Decision Date20 April 2021
Docket NumberNo. SD 36658,SD 36658
Citation626 S.W.3d 788
CourtMissouri Court of Appeals
Parties Andrew HALSEY and Tammy Kennedy, Appellants, v. TOWNSEND TREE SERVICE COMPANY, LLC, Respondent.

Appellants’ attorneys: Kirk R. Presley and Sean M. Brown, Kansas City.

Respondent's attorneys: George P. Coughlin and Matthew W. Geary, Kansas City.

GARY W. LYNCH, J.

Andrew Halsey and Tammy Kennedy ("Parents") appeal the award of the Labor and Industrial Relations Commission ("Commission"), which was based on findings that the death of their son, Tyler Halsey ("Employee"), was caused by a compensable "injury" by "accident" as those terms are defined by Missouri's Workers’ Compensation Law. See section 287.020.1 Parents challenge the compensable "injury" finding in three points and challenge the "accident" finding in one point. Finding no reversible error as alleged in any of Parents’ points, we affirm.

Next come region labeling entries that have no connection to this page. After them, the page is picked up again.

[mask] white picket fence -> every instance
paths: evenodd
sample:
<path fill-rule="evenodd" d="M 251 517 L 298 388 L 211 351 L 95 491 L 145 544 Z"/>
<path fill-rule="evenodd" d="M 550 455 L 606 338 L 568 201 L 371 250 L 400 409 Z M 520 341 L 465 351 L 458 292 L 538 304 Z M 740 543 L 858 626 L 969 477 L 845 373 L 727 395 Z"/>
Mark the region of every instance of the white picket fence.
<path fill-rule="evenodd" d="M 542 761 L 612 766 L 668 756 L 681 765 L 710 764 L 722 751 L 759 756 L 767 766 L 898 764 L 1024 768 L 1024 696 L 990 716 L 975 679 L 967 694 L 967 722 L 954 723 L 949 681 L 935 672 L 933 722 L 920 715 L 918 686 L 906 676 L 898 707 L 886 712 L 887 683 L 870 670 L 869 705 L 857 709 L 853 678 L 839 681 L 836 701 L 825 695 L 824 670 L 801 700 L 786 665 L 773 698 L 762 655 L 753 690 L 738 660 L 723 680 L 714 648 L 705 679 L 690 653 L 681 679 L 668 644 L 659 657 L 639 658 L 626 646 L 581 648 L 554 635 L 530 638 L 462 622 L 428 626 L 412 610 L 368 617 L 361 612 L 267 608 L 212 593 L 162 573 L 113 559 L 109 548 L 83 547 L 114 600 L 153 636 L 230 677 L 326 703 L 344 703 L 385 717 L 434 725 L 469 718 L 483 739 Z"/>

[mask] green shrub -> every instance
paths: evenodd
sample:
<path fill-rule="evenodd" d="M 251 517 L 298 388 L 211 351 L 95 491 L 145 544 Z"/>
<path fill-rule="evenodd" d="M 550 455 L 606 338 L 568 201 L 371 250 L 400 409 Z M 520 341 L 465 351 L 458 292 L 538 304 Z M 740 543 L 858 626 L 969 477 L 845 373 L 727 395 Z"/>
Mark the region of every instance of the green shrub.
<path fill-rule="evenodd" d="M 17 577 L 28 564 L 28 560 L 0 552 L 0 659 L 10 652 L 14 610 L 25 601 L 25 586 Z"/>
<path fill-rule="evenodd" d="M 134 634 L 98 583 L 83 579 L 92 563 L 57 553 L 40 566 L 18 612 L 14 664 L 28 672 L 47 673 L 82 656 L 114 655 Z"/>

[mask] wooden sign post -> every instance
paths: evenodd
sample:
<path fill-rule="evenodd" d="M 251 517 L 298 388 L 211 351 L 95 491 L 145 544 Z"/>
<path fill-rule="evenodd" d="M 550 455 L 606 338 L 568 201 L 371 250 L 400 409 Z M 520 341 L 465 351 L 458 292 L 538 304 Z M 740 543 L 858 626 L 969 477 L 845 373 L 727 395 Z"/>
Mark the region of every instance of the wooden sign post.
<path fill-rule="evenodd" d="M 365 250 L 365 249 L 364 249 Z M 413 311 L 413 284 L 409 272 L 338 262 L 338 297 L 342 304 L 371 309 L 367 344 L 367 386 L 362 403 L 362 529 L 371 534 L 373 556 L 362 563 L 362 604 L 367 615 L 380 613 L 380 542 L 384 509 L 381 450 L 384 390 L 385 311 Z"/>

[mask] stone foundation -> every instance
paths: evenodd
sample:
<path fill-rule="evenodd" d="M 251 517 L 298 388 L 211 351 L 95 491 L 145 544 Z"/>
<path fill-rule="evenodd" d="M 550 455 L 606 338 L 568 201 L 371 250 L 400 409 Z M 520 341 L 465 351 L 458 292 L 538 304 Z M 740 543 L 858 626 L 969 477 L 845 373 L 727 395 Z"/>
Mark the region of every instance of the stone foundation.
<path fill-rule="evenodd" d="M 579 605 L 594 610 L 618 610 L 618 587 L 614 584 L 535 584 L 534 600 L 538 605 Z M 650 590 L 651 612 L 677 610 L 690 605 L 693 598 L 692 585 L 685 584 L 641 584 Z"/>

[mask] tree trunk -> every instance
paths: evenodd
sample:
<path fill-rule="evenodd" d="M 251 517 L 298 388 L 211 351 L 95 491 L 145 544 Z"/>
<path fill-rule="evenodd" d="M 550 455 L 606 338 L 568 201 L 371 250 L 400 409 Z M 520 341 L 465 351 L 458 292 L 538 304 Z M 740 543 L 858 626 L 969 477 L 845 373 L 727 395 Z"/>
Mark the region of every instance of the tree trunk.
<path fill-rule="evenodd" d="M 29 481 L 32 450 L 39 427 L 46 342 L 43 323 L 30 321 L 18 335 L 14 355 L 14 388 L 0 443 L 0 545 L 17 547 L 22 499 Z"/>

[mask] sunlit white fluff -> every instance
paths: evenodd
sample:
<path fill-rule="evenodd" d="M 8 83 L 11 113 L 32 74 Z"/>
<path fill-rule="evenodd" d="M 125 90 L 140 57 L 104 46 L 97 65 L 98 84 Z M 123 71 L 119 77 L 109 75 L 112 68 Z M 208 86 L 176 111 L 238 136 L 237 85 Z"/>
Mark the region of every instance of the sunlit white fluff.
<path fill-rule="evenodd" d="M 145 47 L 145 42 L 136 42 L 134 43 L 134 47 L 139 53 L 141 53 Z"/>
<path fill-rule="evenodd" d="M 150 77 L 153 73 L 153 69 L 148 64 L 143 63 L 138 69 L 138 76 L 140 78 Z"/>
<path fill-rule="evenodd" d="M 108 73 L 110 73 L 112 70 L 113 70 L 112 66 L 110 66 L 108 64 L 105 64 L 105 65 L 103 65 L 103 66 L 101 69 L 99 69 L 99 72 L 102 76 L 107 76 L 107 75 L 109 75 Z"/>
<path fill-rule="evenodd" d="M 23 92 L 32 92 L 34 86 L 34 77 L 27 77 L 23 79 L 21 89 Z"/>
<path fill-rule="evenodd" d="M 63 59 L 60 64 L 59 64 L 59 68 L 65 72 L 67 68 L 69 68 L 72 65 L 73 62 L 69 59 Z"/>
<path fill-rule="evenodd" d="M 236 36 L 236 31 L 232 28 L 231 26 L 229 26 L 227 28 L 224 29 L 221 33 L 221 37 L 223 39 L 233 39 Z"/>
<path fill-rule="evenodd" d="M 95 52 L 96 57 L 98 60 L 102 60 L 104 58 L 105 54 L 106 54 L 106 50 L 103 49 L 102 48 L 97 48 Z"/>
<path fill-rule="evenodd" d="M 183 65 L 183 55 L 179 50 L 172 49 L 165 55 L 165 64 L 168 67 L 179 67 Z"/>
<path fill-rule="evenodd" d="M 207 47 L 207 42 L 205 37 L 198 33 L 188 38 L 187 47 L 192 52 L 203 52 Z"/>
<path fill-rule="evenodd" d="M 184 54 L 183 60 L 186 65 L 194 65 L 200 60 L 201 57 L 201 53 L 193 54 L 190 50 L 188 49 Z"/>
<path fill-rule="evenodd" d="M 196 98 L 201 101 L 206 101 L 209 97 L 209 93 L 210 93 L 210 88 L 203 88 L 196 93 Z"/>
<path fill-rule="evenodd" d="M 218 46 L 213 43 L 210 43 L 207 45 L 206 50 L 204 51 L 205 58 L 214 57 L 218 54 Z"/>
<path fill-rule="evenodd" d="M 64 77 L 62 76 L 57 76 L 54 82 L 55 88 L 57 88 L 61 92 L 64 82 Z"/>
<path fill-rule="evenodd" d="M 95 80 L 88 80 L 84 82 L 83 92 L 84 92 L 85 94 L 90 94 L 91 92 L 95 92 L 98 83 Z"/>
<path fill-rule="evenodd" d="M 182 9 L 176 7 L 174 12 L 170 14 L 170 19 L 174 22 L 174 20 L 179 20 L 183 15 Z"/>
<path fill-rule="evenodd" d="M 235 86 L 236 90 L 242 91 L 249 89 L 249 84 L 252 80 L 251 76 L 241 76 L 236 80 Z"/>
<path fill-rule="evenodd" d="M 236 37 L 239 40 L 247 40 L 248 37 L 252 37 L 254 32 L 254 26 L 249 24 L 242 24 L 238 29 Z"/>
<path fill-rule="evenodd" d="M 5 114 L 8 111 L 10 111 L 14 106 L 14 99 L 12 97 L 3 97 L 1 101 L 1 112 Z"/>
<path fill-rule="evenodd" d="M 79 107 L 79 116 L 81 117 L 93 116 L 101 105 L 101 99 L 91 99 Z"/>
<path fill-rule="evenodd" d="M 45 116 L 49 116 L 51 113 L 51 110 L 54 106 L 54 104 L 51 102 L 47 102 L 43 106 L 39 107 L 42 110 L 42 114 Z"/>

Factual and Procedural Background

The following facts are undisputed. On Tuesday, July 19, 2016, Employee began his employment with Townsend Tree Service Company, LLC ("Employer"). On that day and the three days that followed, Employee worked approximately ten hours a day outdoors in and around Poplar Bluff, Missouri. At 2:00 p.m. on Friday, July 22, 2016, "one of the hottest days of the year in Southeast Missouri[,]" the heat index was approximately 114 degrees. Around 4:00 p.m., Employee "was asked to collect some caution signs and, in the process of doing so, he passed out." Following a 9-1-1 call, Employee was diagnosed with heat stroke

and was hospitalized. He died the following day, and hyperthermia was given as his official cause of death. At the time of his death, Employee was 23 years old, 6’1" in height, and weighed approximately 300 pounds.

While engaged in a wrongful death lawsuit filed by Parents against Employer and others, Parents filed a "Claim for Compensation" with the Division of Workers’ Compensation. Parents conceded in their filing, however, that they were not making a claim for workers’ compensation. Their allegations and claims, instead, were stated as follows:

A civil case was litigated in the United States District Court – Eastern District of Missouri (Case No. 1:17-CV-00004) with [Employee]’s parents as plaintiffs and [Employer] and its parent company as defendants. The Court dismissed the case without prejudice ... on jurisdictional grounds, finding that the issue of whether a compensable injury occurred must be decided by the Commission. A compensable injury did NOT occur. Three medical doctors diagnosed [Employee] as morbidly obese, and the ER doctor who treated him testified in a deposition that the obesity

contributed to cause his death. Plaintiffs’ and Defendants’ causation experts both agreed. Because obesity is an idiopathic condition under Mo. Rev. Stat. 287.020.3(3) which directly or indirectly contributed to [Employee]’s death, the injury is not compensable.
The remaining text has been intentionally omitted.